Atlantic City Is a Hard Place to Love

Somewhere around Indiana and Pacific avenues, I had a sinking feeling. Atlantic City seemed to consist entirely of strip clubs and skin dens, convenience stores and empty store fronts. The beach was a few blocks away, true. But would a sparkling bit of ocean be enough to make the uneasy feeling in my stomach subside? This seaside resort, stacked with casino resorts dwarfed by their cousins in Las Vegas, did not look promising as I drove up to my hotel.

It was a dive of a place, recommended to me by a fellow travel writer, and someone I think of as an Atlantic City aficionado. He told me to try the Inn at the Irish Pub, a spot perched precariously above a dark watering hole, emphasis on the hole, that’s open 24 hours a day. The hotel is the sort of place that charges a deposit of $5 when you’re handed a brass key fastened to a plastic yellow diamond, stamped with a number.

I hiked up the stairs to my room, whose bathroom connected to the room next door, and flopped on the lumpy bed. I needed to call my friend, Robert Reid, and ask him if he’d set me up for an elaborate travelers’ joke, sending me to the inn to see if I’d actually go.

Traveling the American Road – Trying to Love Atlantic City


I told him, “This place is a dump,” to which he replied, “Oh no, I love that place!” I still didn’t believe him. “I wonder if you got a bad room,” he said. “I mean, it’s old, I know. I had fun there… You don’t like the room?” I mentioned that while I’d stayed in worse, that’s not really saying much, coming from a guy that’s slept in a hammock in a garage in Nicaragua, among other less-than-luxe places. “To me, you know what, it’s one of my favorite hotels in America.”

He explained: “Most of my hotel stays are forgettable, cookie-cutter experiences. My room was totally fine. It was clean, this kind of mixed-matched random old furniture, slightly slanted floors, the window with the lace curtain blowing, the people are hilarious. It’s just like, ‘Why does this exist?!'”

Robert’s interest in the hotel was unique, though, being informed by his Monopoly quest. See, the street names in the real estate game were drawn from Atlantic City, and last year, he set out to learn the stories of the avenues that we all know from the board. His trip-and resulting video-gave me high hopes for AC, even if they would soon be dashed.

For those not on a Monopoly quest, like me, it’s a tough place to visit. There are vacant lots, disused by everyone except a lone golfer I saw, swinging an iron simply because he had the space. There’s the grime you’ll find at any casino resort, set a little deeper and in need of a month-long scrub. There’s unemployment, too, bad and deep and forecast to last for many more years.

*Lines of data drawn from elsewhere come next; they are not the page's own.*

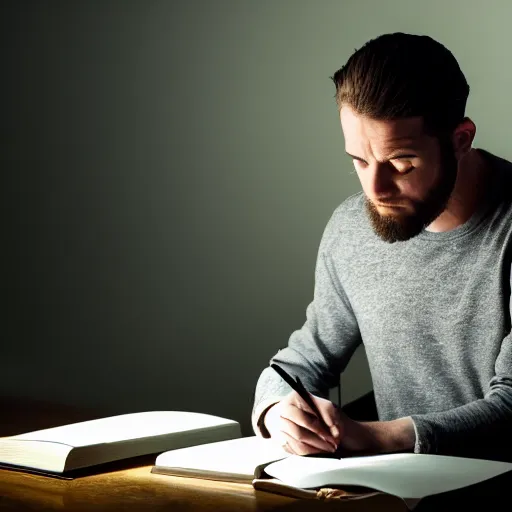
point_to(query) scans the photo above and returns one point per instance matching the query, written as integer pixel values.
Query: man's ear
(463, 137)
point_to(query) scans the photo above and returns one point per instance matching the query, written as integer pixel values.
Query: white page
(235, 456)
(125, 426)
(404, 475)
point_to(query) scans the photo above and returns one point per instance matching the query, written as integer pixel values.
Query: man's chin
(396, 226)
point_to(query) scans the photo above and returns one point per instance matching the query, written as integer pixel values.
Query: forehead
(360, 130)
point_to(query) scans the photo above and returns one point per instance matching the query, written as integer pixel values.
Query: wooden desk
(135, 488)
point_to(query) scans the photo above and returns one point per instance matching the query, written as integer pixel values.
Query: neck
(467, 193)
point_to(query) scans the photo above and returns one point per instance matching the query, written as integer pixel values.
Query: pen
(297, 386)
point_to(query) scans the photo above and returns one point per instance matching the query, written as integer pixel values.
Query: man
(416, 267)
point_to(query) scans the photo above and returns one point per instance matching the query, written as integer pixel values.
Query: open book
(267, 466)
(90, 443)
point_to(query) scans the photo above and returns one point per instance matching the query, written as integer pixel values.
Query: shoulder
(347, 220)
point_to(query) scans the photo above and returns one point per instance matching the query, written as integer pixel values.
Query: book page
(404, 475)
(238, 457)
(126, 426)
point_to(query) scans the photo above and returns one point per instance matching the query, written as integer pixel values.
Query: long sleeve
(319, 351)
(481, 428)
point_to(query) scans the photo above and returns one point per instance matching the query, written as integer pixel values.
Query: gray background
(168, 168)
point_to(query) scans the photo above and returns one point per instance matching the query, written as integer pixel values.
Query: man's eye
(358, 164)
(404, 166)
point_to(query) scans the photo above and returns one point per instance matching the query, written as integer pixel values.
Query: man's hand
(295, 426)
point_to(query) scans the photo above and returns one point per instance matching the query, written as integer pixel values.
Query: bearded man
(416, 267)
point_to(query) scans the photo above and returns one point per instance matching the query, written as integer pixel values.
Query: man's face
(406, 175)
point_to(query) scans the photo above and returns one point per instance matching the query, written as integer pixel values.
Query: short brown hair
(402, 75)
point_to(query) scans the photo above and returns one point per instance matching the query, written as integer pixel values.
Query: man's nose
(382, 181)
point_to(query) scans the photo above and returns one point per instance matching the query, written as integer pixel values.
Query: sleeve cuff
(425, 442)
(258, 416)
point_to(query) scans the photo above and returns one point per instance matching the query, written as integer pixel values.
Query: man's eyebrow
(393, 156)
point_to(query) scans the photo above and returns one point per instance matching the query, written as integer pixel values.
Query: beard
(399, 228)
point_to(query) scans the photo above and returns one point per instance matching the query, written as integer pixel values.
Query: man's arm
(479, 429)
(319, 351)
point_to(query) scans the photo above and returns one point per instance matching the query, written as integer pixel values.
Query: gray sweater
(434, 316)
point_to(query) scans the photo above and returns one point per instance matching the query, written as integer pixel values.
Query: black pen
(297, 386)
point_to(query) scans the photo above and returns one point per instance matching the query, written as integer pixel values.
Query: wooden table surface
(132, 487)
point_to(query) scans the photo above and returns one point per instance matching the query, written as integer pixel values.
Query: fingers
(293, 425)
(303, 441)
(328, 426)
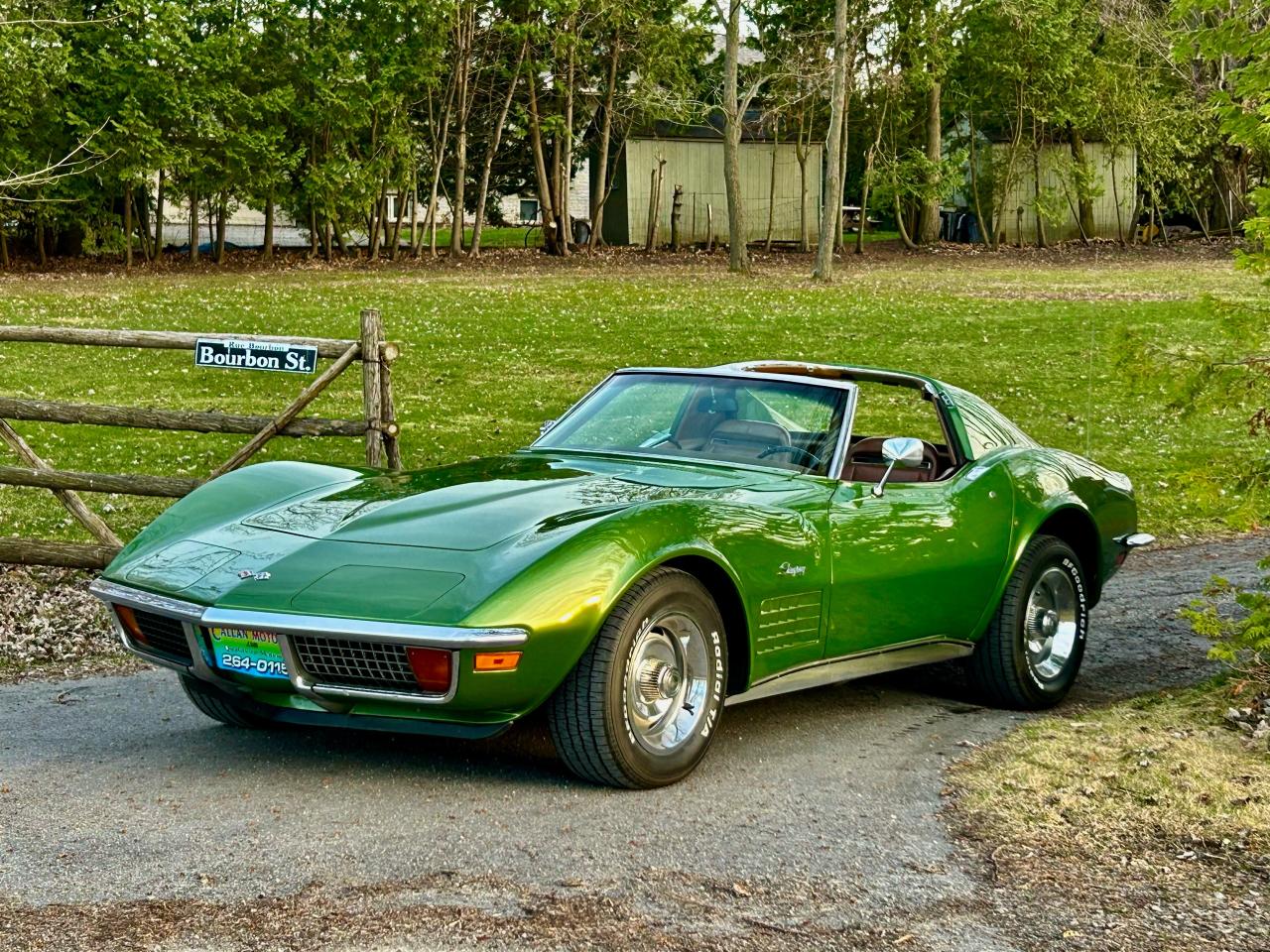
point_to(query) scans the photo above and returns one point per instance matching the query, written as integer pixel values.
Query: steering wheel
(785, 448)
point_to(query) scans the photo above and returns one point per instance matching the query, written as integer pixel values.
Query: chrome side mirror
(906, 452)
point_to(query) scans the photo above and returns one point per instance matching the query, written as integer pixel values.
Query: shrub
(1241, 639)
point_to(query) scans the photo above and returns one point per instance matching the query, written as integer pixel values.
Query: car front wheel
(643, 705)
(1032, 652)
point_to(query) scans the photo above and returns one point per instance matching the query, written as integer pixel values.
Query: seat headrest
(751, 431)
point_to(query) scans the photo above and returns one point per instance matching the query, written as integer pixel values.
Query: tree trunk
(414, 203)
(676, 214)
(832, 198)
(1115, 197)
(462, 80)
(439, 160)
(606, 131)
(771, 191)
(193, 225)
(127, 227)
(654, 206)
(159, 213)
(540, 168)
(903, 229)
(143, 229)
(929, 222)
(222, 212)
(864, 203)
(974, 184)
(838, 229)
(1084, 204)
(802, 151)
(563, 194)
(488, 164)
(267, 249)
(1040, 218)
(733, 117)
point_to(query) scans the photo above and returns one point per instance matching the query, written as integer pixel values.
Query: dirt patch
(1144, 825)
(53, 627)
(445, 911)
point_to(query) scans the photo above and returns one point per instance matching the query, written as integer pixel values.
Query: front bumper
(331, 698)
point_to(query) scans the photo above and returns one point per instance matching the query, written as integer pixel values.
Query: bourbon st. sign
(255, 356)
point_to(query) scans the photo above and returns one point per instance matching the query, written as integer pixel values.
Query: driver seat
(744, 439)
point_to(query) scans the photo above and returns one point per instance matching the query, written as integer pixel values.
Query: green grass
(493, 349)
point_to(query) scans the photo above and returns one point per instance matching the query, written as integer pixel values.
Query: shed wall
(698, 167)
(1053, 160)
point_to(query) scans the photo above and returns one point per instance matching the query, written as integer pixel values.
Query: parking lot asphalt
(815, 821)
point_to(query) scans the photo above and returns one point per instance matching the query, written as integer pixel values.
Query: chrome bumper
(331, 697)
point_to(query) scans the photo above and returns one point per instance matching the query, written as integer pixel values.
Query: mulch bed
(53, 627)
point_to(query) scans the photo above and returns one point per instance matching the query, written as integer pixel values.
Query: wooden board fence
(377, 428)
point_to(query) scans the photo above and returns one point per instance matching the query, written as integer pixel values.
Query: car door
(922, 560)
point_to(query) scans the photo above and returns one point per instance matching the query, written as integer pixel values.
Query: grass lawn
(494, 348)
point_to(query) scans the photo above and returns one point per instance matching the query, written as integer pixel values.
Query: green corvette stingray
(680, 540)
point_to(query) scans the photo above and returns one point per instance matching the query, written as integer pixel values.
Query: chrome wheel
(1051, 624)
(666, 683)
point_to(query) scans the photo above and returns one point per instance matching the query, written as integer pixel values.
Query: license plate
(248, 653)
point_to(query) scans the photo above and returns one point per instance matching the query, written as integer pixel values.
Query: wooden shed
(1115, 179)
(694, 160)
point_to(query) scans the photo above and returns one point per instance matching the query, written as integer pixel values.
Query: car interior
(714, 425)
(771, 422)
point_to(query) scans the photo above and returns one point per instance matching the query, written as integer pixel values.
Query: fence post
(372, 385)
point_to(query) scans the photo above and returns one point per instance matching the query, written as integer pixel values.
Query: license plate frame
(245, 652)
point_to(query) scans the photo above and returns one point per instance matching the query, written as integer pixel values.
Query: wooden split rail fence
(377, 426)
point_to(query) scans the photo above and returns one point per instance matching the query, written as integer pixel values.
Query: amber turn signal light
(432, 667)
(497, 660)
(130, 624)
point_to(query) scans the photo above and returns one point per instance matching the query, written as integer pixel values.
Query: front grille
(357, 664)
(164, 636)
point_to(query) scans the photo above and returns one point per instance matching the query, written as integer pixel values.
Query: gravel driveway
(128, 820)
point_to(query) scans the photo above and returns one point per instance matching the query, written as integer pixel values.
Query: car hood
(423, 546)
(470, 507)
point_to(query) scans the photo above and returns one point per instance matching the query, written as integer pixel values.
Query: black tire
(589, 716)
(1002, 669)
(221, 707)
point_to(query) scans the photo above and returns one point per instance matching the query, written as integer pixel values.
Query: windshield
(781, 424)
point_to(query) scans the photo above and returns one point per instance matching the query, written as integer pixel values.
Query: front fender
(564, 598)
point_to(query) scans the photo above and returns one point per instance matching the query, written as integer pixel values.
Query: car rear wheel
(220, 706)
(643, 705)
(1032, 653)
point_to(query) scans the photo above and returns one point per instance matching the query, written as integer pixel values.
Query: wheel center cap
(668, 682)
(1049, 624)
(658, 680)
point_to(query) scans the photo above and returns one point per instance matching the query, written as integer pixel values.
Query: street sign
(254, 356)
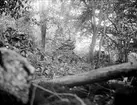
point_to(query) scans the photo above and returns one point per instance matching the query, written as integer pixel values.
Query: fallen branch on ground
(97, 75)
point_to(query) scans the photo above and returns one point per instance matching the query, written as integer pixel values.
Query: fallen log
(97, 75)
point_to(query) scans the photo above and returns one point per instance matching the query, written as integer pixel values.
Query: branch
(93, 76)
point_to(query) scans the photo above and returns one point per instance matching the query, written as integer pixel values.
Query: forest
(68, 52)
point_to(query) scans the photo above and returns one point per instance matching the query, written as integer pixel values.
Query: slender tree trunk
(95, 30)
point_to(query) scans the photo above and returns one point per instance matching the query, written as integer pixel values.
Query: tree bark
(97, 75)
(15, 75)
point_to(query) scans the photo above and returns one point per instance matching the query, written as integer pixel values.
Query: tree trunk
(98, 75)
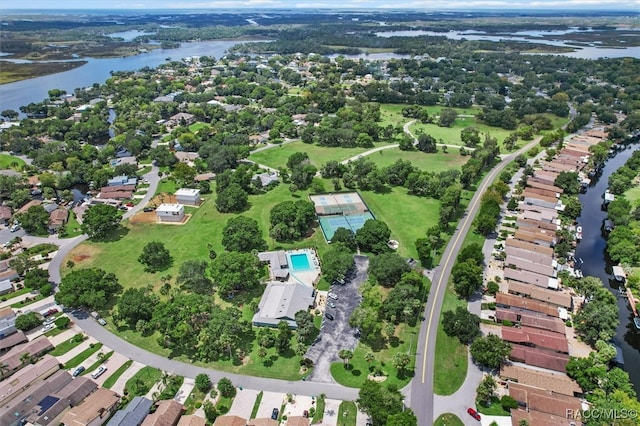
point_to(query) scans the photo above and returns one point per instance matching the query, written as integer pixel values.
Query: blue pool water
(299, 262)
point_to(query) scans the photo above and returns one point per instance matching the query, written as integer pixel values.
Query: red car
(473, 413)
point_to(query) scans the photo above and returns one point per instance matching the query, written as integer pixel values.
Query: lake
(14, 95)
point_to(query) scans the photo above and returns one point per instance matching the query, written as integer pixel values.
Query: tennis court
(330, 224)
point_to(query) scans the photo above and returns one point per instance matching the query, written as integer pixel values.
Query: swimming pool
(299, 262)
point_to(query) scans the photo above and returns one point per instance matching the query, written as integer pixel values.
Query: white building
(170, 212)
(188, 196)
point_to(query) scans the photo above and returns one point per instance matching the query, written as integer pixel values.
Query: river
(15, 95)
(596, 262)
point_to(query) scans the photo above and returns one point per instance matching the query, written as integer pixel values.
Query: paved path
(420, 394)
(120, 384)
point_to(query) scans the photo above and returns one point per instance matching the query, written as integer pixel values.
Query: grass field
(143, 381)
(318, 155)
(448, 419)
(358, 370)
(347, 413)
(11, 162)
(112, 379)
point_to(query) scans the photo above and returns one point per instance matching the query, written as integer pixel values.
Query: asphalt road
(421, 391)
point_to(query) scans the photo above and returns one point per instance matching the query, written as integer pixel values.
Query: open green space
(82, 356)
(11, 162)
(408, 222)
(142, 381)
(347, 413)
(112, 379)
(65, 347)
(358, 370)
(451, 363)
(448, 419)
(494, 409)
(318, 155)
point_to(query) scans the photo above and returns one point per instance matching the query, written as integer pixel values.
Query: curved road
(421, 392)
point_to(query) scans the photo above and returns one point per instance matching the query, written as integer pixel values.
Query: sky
(578, 5)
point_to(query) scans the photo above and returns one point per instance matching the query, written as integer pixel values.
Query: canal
(596, 262)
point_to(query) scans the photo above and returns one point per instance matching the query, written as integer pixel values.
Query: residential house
(170, 212)
(5, 215)
(188, 196)
(281, 302)
(536, 338)
(122, 180)
(538, 357)
(58, 218)
(133, 414)
(167, 413)
(94, 410)
(550, 380)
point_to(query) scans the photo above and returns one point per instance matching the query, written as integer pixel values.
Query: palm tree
(369, 358)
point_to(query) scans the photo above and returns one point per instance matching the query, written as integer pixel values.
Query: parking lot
(337, 334)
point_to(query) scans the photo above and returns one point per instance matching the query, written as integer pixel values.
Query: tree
(26, 322)
(203, 382)
(490, 351)
(193, 277)
(134, 305)
(345, 355)
(379, 402)
(233, 271)
(387, 268)
(467, 277)
(336, 262)
(242, 234)
(232, 199)
(100, 220)
(400, 360)
(373, 236)
(405, 418)
(155, 257)
(226, 388)
(90, 288)
(35, 221)
(36, 278)
(461, 324)
(346, 237)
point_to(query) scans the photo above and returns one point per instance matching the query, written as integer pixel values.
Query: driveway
(337, 334)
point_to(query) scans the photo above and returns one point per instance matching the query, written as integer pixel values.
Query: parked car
(99, 372)
(473, 413)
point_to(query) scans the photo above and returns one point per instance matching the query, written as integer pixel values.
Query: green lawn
(347, 413)
(112, 379)
(407, 223)
(143, 381)
(448, 419)
(65, 347)
(82, 356)
(318, 155)
(450, 367)
(436, 162)
(356, 373)
(495, 409)
(11, 162)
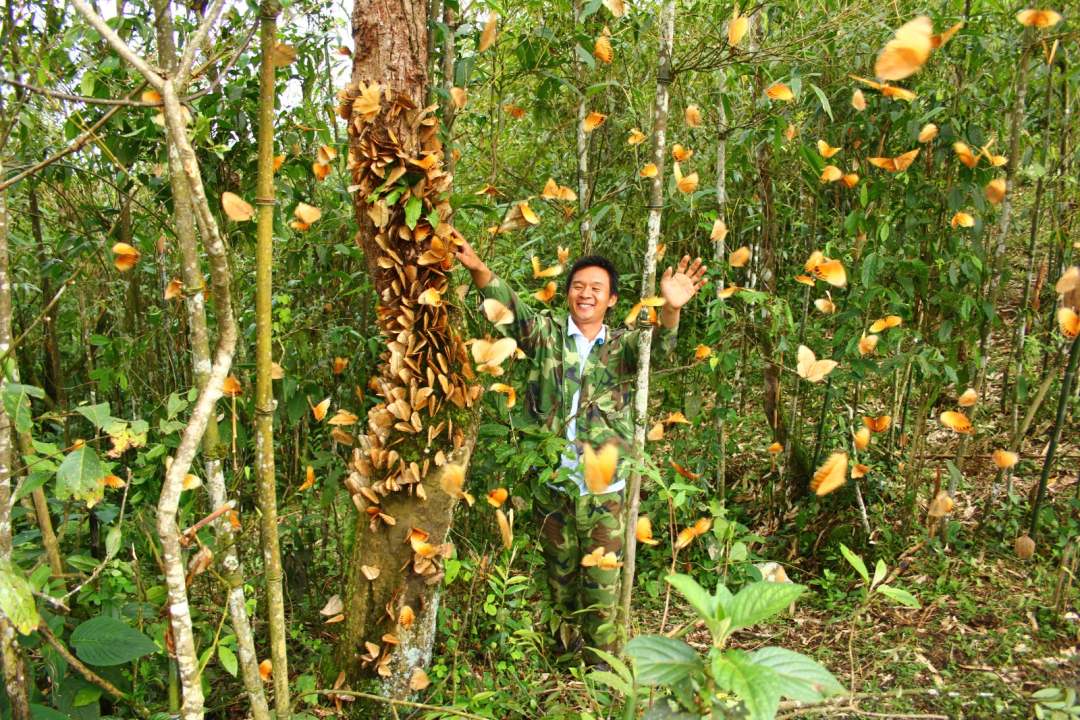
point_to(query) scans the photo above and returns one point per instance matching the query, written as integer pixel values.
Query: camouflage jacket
(605, 409)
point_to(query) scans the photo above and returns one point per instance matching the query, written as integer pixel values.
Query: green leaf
(16, 404)
(79, 476)
(105, 640)
(112, 539)
(16, 599)
(98, 415)
(85, 696)
(879, 572)
(696, 595)
(800, 678)
(413, 207)
(611, 680)
(856, 562)
(757, 601)
(756, 685)
(228, 660)
(896, 595)
(660, 661)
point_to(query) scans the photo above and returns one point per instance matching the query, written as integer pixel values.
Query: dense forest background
(229, 479)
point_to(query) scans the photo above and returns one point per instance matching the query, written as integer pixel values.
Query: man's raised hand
(679, 284)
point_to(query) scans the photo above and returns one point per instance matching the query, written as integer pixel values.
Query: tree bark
(648, 288)
(11, 656)
(264, 389)
(424, 420)
(194, 294)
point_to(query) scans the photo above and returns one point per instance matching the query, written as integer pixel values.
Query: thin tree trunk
(264, 388)
(14, 671)
(194, 302)
(719, 250)
(449, 110)
(582, 152)
(389, 478)
(998, 253)
(648, 285)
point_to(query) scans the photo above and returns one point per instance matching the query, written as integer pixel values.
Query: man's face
(590, 295)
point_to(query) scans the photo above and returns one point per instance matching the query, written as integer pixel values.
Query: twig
(190, 532)
(78, 98)
(194, 42)
(92, 677)
(392, 702)
(76, 145)
(119, 45)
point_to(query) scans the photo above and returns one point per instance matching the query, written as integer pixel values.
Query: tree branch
(78, 98)
(118, 44)
(187, 59)
(76, 145)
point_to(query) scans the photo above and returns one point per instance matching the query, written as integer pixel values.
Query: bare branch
(194, 42)
(118, 44)
(78, 98)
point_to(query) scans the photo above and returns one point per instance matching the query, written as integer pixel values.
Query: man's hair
(594, 261)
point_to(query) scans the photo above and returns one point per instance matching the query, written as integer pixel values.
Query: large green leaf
(800, 678)
(105, 640)
(16, 404)
(696, 595)
(756, 685)
(98, 415)
(660, 661)
(757, 601)
(16, 598)
(79, 476)
(855, 562)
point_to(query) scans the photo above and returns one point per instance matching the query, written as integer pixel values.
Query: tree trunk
(264, 389)
(194, 286)
(648, 287)
(11, 656)
(424, 419)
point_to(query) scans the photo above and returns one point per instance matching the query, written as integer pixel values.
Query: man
(580, 385)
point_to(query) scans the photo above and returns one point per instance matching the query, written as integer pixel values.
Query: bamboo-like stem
(648, 283)
(1025, 309)
(718, 252)
(998, 253)
(582, 152)
(1063, 406)
(264, 390)
(11, 657)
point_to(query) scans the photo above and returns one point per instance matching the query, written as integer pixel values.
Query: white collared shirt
(584, 348)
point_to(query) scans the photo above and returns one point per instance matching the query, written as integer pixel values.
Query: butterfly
(599, 466)
(878, 424)
(490, 355)
(832, 475)
(812, 369)
(497, 313)
(956, 421)
(907, 51)
(887, 90)
(896, 164)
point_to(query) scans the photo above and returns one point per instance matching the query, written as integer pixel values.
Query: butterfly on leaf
(812, 369)
(896, 164)
(832, 475)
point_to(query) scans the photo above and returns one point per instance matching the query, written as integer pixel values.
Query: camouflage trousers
(584, 598)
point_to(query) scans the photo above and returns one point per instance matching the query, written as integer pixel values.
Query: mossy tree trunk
(424, 420)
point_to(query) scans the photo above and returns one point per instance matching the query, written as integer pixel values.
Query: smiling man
(580, 385)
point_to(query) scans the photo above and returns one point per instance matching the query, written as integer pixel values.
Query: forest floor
(984, 640)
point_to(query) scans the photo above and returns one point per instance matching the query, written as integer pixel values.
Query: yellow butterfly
(812, 369)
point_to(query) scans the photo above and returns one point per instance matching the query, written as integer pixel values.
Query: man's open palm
(679, 284)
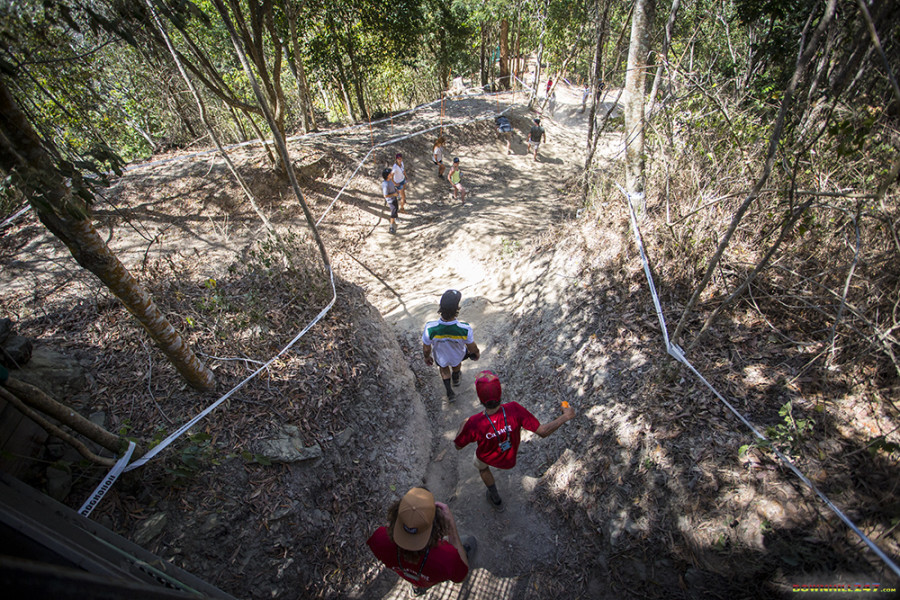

The boardwalk is a dimly bright spot. Even on a weekday evening, it was busy with families and couples, the famous pushcarts carrying tourists north and south. (There’s a big billboard advertising Boardwalk Empire, the HBO show that’s at least putting the name Atlantic City in people’s homes again.) The casinos, with Wild West, Roman, Mughal themes, do have visitors, if only a few. As my friend told me, “It just isn’t quite Vegas. It’s not even quite Reno.”

Robert insists–and I believe him–that the people in AC are proud of their hometown. But for those not interested in where Monopoly comes from or cheap blackjack tables, it’s a tough place to love. At least you can still get unbelievably good sandwiches at White House Sub Shop on Arctic and Mississippi. I took mine to go.